Ariel Bezalel, the London-based manager of the 2.1 billion- pound ($3.6 billion) Jupiter Strategic Bond Fund, said he participated in the five-year sale and recent auctions of three- and six-month Treasury bills.
“The success of the government’s new bond issue in April was a signal of confidence in the country’s rehabilitation and economic recovery,” Bezalel told Bloomberg. “Further actions by the ECB such as outright quantitative easing, although not our base case, could be a driver of significant tightening in Greek government bond yields.”
The Greek Finance Ministry is preparing an issue of new three- or seven-year bonds worth 3 billion euros to 5 billion euros this summer, Imerisia reported. That would allow the nation to tap into the lower borrowing costs.
Despite 240 billion euros ($327 billion) in two bailouts from the Troika of the European Union-International Monetary Fund-European Central Bank (EU-IMF-ECB) that began four years ago, the debt write-down, a 1.5 billion euro primary surplus and the bond sale, the Greek economy is still floundering.

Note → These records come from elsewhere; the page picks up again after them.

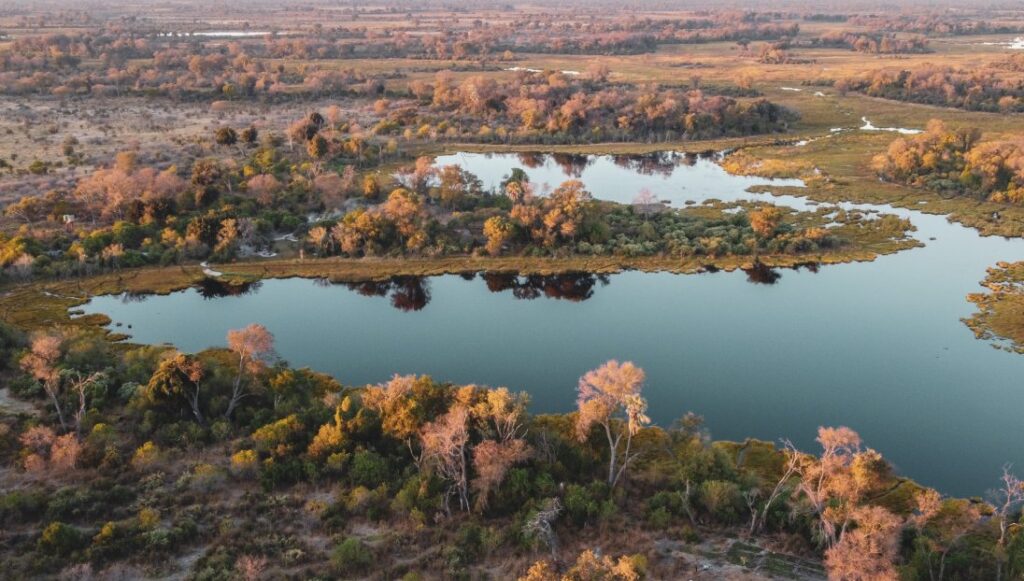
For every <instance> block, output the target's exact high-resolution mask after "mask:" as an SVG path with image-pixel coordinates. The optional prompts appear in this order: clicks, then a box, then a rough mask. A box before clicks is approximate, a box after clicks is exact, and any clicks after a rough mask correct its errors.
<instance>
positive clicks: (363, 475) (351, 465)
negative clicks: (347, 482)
mask: <svg viewBox="0 0 1024 581" xmlns="http://www.w3.org/2000/svg"><path fill="white" fill-rule="evenodd" d="M390 472H391V471H390V469H389V468H388V464H387V459H385V458H384V457H383V456H381V455H380V454H378V453H376V452H373V451H369V450H360V451H358V452H356V453H355V454H354V455H353V456H352V465H351V467H350V468H349V472H348V478H349V480H350V481H351V483H352V485H353V486H365V487H367V488H377V487H378V486H380V485H382V484H386V483H387V482H388V481H389V480H390Z"/></svg>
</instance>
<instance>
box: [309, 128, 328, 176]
mask: <svg viewBox="0 0 1024 581" xmlns="http://www.w3.org/2000/svg"><path fill="white" fill-rule="evenodd" d="M330 147H331V146H330V143H328V141H327V139H325V138H324V136H323V135H316V136H315V137H313V138H312V139H309V143H307V144H306V153H308V154H309V158H310V159H312V160H313V168H314V172H315V173H319V167H321V163H322V162H323V161H324V158H325V157H327V154H328V152H329V151H330Z"/></svg>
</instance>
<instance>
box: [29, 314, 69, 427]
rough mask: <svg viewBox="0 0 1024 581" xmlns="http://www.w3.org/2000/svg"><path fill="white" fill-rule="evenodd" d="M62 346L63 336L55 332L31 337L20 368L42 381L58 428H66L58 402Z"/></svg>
mask: <svg viewBox="0 0 1024 581" xmlns="http://www.w3.org/2000/svg"><path fill="white" fill-rule="evenodd" d="M62 347H63V337H61V336H60V335H58V334H56V333H45V334H39V335H36V336H35V337H33V338H32V344H31V345H30V347H29V352H28V354H26V355H25V357H23V358H22V362H20V363H22V369H23V370H25V372H26V373H28V374H29V375H32V376H33V377H35V378H36V380H37V381H39V382H40V383H42V385H43V389H44V390H45V391H46V395H47V396H49V397H50V402H52V403H53V409H54V410H55V411H56V412H57V419H58V420H59V421H60V429H63V430H67V429H68V421H67V420H66V419H65V412H63V405H61V403H60V372H59V370H58V369H57V364H58V363H59V361H60V354H61V349H62Z"/></svg>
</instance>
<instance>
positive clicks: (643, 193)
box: [633, 188, 659, 220]
mask: <svg viewBox="0 0 1024 581" xmlns="http://www.w3.org/2000/svg"><path fill="white" fill-rule="evenodd" d="M658 206H659V204H658V202H657V198H656V197H655V196H654V194H653V193H652V192H651V191H650V190H648V189H647V188H644V189H643V190H641V191H640V193H639V194H637V195H636V198H634V199H633V209H634V211H635V212H636V213H638V214H640V215H641V216H643V217H644V219H645V220H646V219H647V218H648V217H649V216H650V215H651V214H653V213H654V212H656V211H657V210H658Z"/></svg>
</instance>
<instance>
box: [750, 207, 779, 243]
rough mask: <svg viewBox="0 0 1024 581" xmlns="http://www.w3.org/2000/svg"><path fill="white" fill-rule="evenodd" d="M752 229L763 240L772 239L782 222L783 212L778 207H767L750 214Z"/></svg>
mask: <svg viewBox="0 0 1024 581" xmlns="http://www.w3.org/2000/svg"><path fill="white" fill-rule="evenodd" d="M750 218H751V229H753V230H754V233H755V234H757V235H758V236H760V237H761V238H766V239H767V238H771V237H772V236H774V234H775V229H777V227H778V224H779V223H780V222H781V221H782V210H781V208H779V207H777V206H765V207H762V208H759V209H757V210H754V211H753V212H751V213H750Z"/></svg>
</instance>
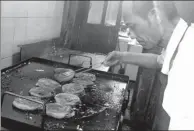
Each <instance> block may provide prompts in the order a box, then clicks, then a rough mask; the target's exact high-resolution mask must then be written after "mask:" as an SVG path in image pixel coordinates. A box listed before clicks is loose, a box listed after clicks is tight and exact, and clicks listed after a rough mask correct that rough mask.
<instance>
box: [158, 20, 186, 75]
mask: <svg viewBox="0 0 194 131" xmlns="http://www.w3.org/2000/svg"><path fill="white" fill-rule="evenodd" d="M187 27H188V25H187V23H186V22H185V21H184V20H183V19H180V20H179V22H178V24H177V26H176V27H175V29H174V31H173V33H172V36H171V38H170V40H169V42H168V45H167V48H166V51H165V55H162V56H163V59H164V62H163V66H162V70H161V72H162V73H163V74H166V75H168V73H169V68H170V61H171V58H172V56H173V54H174V52H175V50H176V48H177V46H178V45H179V42H180V40H181V39H182V37H183V35H184V33H185V31H186V29H187Z"/></svg>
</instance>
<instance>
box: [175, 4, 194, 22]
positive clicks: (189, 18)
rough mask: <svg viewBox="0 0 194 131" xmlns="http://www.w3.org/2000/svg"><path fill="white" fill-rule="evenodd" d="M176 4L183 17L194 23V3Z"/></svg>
mask: <svg viewBox="0 0 194 131" xmlns="http://www.w3.org/2000/svg"><path fill="white" fill-rule="evenodd" d="M175 4H176V7H177V9H178V12H179V14H180V15H181V17H182V18H184V19H185V20H186V21H187V22H193V23H194V15H193V12H194V1H175Z"/></svg>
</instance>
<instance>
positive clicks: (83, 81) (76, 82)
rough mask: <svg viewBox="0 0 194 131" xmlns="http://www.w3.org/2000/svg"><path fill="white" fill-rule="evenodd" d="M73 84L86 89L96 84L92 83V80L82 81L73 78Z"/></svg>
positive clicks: (75, 78)
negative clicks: (79, 85)
mask: <svg viewBox="0 0 194 131" xmlns="http://www.w3.org/2000/svg"><path fill="white" fill-rule="evenodd" d="M72 82H73V83H76V84H80V85H83V86H84V87H86V86H90V85H93V84H94V82H93V81H91V80H81V79H79V78H73V80H72Z"/></svg>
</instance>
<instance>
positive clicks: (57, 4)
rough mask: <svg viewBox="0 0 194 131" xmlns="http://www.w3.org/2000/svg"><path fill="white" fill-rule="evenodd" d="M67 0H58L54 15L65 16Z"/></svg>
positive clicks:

Austerity measures insisted upon by the Troika have created record unemployment and deep poverty, and the lenders estimate the debt, now at 175 percent of Gross Domestic Product (GDP,) will be 122-124 percent in the year 2022. Greece also wants to restructure the debt, with speculation that could include walking away from much of what it owes the the Troika.
But investors aren’t shy and are betting they can make good money off what they expect will be a Greek recovery or continued propping-up, despite mounting political instability facing the coalition government of Prime Minister and New Democracy Conservative leader Antonis Samaras and his partner the PASOK Socialists.
“Recent performance has been very strong,” Tristan Cooper, a sovereign analyst in London at Fidelity, which oversees the equivalent of $282 billion in assets, wrote in an internal note on June 10.
“Public and private debt is still large in Greece, but with the ECB commitment we do not view this as a significant headwind, indeed Greece may yet benefit from another round of debt relief later this year.”
Fidelity increased its holdings of Greek debt this year, according to Amie Stow, a fixed-income product specialist at the money manager. Greek bonds returned 30 percent this year through June 16, the most in the Eurozone.